Yearling sales have come a long way since the first accurate statistics were compiled over 40 years ago. Back in 1910, for example, in an era when most sales were private, over-the-fence deals, only 550 head passed through a regular auction ring. They averaged a piddling $325 per horse. Last year 1,783 yearlings went through U.S. sales rings, costing their buyers $8,953,550, or an average of $5,021.62.

Beginning next week in Lexington, Ky. the auctioneers expect that 1959 will bring a new record in their total annual sales. And the country's two major auction companies already have reputations tough to beat. Lexington's Breeders' Sales Co., which conducts its 16th annual auctions July 27, 28, 29, still holds the mark: 235 yearlings in the 1957 sales averaged an amazing $11,789 (the 145 colts in that sale averaged an even more amazing $13,667). The Fasig-Tipton Company, whose swankiest sales will be held at Saratoga August 10-14, hopes to surpass last year's average of $8,671 for 240 yearlings, while at Del Mar in California on August 3 and 4 the progressive California Thoroughbred Breeders Association, whose sale is also conducted by Fasig-Tipton, figures to top the 1958 figure of 90 head going for an average of $7,111.

DIAMONDS AND HARD BOOTS

Each of these two major companies is as different from the other as is the diamond-studded lady who attends the one from the hard-boot ex-jockey who is a ringsider at the other.
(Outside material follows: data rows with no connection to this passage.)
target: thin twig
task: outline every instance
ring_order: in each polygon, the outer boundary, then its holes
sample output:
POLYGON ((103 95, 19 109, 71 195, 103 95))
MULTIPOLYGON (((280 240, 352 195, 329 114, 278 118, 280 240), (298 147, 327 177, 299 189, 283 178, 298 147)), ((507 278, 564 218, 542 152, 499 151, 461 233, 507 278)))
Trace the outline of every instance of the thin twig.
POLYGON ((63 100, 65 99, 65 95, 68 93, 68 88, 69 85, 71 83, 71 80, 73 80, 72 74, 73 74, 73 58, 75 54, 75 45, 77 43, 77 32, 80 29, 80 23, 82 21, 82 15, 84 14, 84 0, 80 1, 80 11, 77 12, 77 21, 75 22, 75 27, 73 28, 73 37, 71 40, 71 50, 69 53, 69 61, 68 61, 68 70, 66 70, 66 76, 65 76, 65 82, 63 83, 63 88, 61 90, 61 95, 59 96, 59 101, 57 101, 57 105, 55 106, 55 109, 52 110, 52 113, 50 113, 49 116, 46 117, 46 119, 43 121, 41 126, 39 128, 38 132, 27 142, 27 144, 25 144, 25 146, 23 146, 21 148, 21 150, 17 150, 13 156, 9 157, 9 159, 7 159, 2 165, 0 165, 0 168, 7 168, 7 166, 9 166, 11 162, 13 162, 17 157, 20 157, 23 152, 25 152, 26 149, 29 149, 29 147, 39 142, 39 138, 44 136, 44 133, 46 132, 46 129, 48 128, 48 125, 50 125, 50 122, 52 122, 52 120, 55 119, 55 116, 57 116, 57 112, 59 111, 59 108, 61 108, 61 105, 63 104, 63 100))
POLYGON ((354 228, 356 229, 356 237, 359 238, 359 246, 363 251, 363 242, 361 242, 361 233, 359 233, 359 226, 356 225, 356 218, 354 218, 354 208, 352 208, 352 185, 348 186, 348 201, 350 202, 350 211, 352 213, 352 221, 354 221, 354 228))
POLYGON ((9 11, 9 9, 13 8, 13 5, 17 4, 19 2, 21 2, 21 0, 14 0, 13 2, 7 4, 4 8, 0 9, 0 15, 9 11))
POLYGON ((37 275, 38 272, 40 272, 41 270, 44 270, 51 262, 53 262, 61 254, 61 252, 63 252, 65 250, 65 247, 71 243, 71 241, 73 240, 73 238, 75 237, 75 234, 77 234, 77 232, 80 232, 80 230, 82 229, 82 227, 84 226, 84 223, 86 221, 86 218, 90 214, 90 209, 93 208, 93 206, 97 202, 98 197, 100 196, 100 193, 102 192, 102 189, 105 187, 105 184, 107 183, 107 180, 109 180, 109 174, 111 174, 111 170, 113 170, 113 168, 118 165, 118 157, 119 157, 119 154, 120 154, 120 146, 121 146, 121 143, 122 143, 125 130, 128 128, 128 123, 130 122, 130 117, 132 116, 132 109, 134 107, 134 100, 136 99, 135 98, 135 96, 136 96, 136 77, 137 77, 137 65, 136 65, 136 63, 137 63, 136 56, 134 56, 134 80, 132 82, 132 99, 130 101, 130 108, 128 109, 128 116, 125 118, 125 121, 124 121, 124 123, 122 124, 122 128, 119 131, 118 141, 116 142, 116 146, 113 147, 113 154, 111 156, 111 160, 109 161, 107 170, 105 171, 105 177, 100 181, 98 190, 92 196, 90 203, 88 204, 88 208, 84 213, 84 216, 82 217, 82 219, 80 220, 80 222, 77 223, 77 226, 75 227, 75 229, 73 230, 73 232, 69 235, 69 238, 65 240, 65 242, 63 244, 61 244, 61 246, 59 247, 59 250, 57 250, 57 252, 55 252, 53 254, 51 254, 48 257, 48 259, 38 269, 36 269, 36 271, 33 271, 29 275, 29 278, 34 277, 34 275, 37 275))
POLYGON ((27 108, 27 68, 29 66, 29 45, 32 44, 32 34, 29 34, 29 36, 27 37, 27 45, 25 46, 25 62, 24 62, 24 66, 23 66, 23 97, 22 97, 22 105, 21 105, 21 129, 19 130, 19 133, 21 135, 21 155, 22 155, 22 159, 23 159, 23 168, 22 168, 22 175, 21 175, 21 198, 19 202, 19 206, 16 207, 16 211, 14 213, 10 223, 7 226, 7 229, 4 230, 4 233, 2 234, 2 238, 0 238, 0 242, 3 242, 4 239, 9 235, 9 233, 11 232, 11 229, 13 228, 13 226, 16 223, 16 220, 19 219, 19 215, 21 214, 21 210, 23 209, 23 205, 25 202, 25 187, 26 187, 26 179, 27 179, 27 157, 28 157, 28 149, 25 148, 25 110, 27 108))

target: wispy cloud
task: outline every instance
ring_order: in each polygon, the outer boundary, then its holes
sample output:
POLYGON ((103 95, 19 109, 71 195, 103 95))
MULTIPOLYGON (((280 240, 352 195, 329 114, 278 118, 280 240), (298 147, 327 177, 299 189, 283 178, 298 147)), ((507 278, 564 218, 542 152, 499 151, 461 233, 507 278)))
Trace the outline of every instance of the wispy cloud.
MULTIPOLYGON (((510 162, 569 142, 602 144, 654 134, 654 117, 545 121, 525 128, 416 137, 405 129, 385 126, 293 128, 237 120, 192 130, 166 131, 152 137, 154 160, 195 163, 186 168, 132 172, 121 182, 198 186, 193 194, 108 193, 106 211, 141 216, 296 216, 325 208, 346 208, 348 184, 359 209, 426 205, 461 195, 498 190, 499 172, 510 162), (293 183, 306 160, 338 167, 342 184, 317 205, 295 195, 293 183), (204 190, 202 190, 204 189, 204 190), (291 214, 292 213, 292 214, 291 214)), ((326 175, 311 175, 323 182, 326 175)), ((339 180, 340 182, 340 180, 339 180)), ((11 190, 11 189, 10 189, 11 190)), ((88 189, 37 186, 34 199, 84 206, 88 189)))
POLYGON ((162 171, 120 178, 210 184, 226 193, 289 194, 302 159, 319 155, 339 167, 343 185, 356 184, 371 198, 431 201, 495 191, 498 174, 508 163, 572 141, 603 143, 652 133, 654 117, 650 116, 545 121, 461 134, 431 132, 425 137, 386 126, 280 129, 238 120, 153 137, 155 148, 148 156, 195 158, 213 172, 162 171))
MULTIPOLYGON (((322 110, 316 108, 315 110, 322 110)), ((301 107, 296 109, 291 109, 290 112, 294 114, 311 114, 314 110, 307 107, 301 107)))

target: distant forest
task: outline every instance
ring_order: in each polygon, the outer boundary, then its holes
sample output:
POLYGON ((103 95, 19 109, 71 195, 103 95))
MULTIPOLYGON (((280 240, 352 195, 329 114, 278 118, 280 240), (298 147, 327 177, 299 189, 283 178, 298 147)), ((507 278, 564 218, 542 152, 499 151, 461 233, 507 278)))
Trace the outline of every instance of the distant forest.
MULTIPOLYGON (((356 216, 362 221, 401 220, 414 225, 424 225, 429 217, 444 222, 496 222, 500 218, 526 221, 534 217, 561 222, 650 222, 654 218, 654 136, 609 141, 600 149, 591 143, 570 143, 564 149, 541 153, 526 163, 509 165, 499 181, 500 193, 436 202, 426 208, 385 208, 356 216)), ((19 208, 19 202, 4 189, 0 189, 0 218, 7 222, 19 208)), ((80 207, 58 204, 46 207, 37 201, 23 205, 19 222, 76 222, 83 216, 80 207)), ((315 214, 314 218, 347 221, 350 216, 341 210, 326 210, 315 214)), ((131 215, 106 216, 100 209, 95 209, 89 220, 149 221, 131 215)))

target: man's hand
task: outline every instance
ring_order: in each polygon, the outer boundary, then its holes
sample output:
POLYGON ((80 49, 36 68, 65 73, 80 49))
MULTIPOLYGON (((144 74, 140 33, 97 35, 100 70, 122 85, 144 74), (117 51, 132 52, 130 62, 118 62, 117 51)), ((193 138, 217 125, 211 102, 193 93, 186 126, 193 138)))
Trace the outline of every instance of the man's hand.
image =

Fasig-Tipton Company, headed up by bespectacled Humphrey Finney, conducts its Saratoga business in an atmosphere which combines Royal Ascot and Deauville with all the potential wealth of the Thoroughbred industry in a gay holiday mood. The Saratoga race meeting is in progress during August. It draws people with money, and Fasig-Tipton graciously relieves them of large bundles of it.

In the enclosed air-conditioned pavilion of the Breeders' Sales Co. in Lexington are to be found horsemen from all over, ranging from the local farm managers through packed rows of bankroll-bulging Texans and bargain-hunting Californians. The majority of eastern owners prefer to send an agent or trainer to Lexington.

These who go to Saratoga's sales go for both the sales and the fun. Those who go to Lexington go strictly on business, for no other U.S. sales have managed to satisfy their customers with so many major winners in so brief a period.

Item: Of the slightly fewer than 900 horses which have earned over $100,000 in the entire history of American racing, no fewer than 86 were bought at public auction at the Breeders' Sales Co. Keeneland ring. Some 29 of these have already won over $200,000 (a figure reached by only 18 horses who changed hands one way or the other through the Fasig-Tipton Co.).

Item: Since 1945 four of the winners of the Kentucky Derby (Hoop Jr., Jet Pilot, Dark Star and Determine) were acquired from the Keeneland ring.

Item: Although no horse has won racing's Triple Crown since Citation did it in 1948, the Breeders' Sales Co. scored a unique "triple crown" victory in 1954 when three of its sales products—with a total purchase value of only $45,300—won racing's three major classics. Determine ($12,000) won the Derby; Hasty Road ($23,100) the Preakness, and High Gun ($10,200) the Belmont and the 3-year-old championship.